Solution (if dataframe was small)
A solutions for a small dataframe (that works for this minimal example) could be to get all possible combinations of n-users and iterate over them, checking if one of them meets the requirement of forming r relationships in df. Code could be something like this:
library(dplyr)
library(trotter)
obtainUserGroup <- function(df,n,r){
## Get unique letter _users_ in dataframe
us <- unique(append(df$user1,df$user2))
## All possible combinations of users in _us_ in groups of _n_ users
users <- cpv(n,us)
## Iterate over any possible group of _n_ users
for(i in 1:NROW(users)){
l <- as.character(users[i])
l <- as.data.frame(permutations(n,2,l),stringAsFactors=FALSE)
names(l) <- c("user1","user2")
# Check which combinations in l are part of df
dc <- semi_join(df,l,by = c("user1", "user2"))
if(NROW(dc) >= r) return(dc)
}
return(NULL)
}
df <- data.frame(c("a","a","a","b","c","c","c","d","d","d"), c("b","c","d","a","b","d","e","a","e","c"), c(1,1,3,1,1,2,4,5,1,2), stringsAsFactors=FALSE)
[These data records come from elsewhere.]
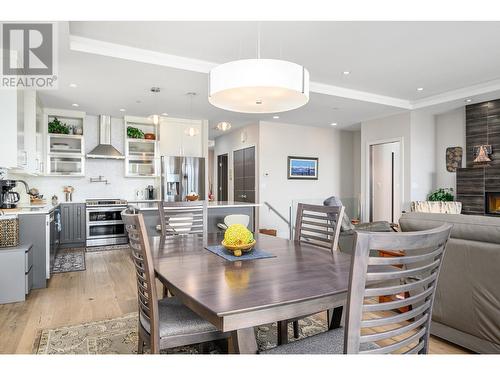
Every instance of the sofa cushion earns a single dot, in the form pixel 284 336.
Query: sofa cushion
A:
pixel 466 227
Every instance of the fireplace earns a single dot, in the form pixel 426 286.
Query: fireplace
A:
pixel 492 203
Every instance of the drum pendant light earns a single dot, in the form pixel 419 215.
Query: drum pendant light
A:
pixel 258 85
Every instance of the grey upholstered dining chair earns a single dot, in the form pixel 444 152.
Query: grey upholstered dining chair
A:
pixel 318 226
pixel 375 326
pixel 181 218
pixel 164 323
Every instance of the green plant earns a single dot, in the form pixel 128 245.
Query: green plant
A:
pixel 57 127
pixel 134 132
pixel 442 195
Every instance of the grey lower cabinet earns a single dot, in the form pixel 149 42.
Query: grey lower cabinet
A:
pixel 73 225
pixel 16 273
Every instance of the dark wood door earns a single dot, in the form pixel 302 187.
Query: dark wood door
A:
pixel 244 175
pixel 222 177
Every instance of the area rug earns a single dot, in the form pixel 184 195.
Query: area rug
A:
pixel 119 336
pixel 69 260
pixel 94 249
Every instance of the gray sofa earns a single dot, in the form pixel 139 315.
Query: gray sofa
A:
pixel 467 303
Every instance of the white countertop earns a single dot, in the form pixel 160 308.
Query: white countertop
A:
pixel 153 205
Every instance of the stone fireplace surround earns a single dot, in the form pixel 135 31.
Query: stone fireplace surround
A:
pixel 475 181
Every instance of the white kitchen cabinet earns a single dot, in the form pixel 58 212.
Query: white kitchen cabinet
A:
pixel 19 131
pixel 64 153
pixel 181 137
pixel 8 124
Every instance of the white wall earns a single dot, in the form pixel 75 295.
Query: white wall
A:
pixel 423 155
pixel 211 173
pixel 450 132
pixel 392 128
pixel 277 141
pixel 230 142
pixel 111 170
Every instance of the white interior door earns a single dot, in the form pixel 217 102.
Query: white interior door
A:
pixel 385 182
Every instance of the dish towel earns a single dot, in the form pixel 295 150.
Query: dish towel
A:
pixel 226 254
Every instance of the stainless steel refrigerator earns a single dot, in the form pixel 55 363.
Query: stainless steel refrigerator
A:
pixel 181 176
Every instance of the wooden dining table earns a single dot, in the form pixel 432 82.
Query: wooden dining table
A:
pixel 237 296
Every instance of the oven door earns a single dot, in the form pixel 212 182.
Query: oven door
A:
pixel 105 226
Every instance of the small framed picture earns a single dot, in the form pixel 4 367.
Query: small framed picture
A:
pixel 300 168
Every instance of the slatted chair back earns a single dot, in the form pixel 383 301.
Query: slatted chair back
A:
pixel 183 218
pixel 370 320
pixel 144 271
pixel 318 225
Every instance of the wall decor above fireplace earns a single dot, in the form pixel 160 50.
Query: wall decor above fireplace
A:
pixel 493 203
pixel 477 183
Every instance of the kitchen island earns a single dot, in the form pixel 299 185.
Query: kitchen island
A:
pixel 217 211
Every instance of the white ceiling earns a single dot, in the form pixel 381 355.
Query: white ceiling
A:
pixel 389 59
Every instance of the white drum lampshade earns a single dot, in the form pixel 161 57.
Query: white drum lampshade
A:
pixel 259 86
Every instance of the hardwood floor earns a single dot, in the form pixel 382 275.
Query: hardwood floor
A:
pixel 106 289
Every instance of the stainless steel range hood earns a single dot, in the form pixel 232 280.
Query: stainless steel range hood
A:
pixel 104 149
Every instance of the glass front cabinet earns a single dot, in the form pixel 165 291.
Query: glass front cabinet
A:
pixel 141 147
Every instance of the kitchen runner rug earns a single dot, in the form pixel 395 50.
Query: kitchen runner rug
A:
pixel 119 336
pixel 69 260
pixel 95 249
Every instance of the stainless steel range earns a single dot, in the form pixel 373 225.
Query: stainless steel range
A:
pixel 104 222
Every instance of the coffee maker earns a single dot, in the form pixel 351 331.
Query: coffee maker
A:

names(df) <- c("user1","user2","views")
n <- 4
r <- 8
obtainUserGroup(df,n,r)
Problem
My user dataframe is quite large. Trying to reduce a dataframe including thousand of users (m > 7000) users to one much smaller of just a hundred or a few hundreds (n << m) is troublesome. Iterating over the number of possible combinations is not feasible.
Is it possible to check all combinations in a different (much faster) way than the for-loop?
Is there any other way to approach this problem, different than checking all possible combinations?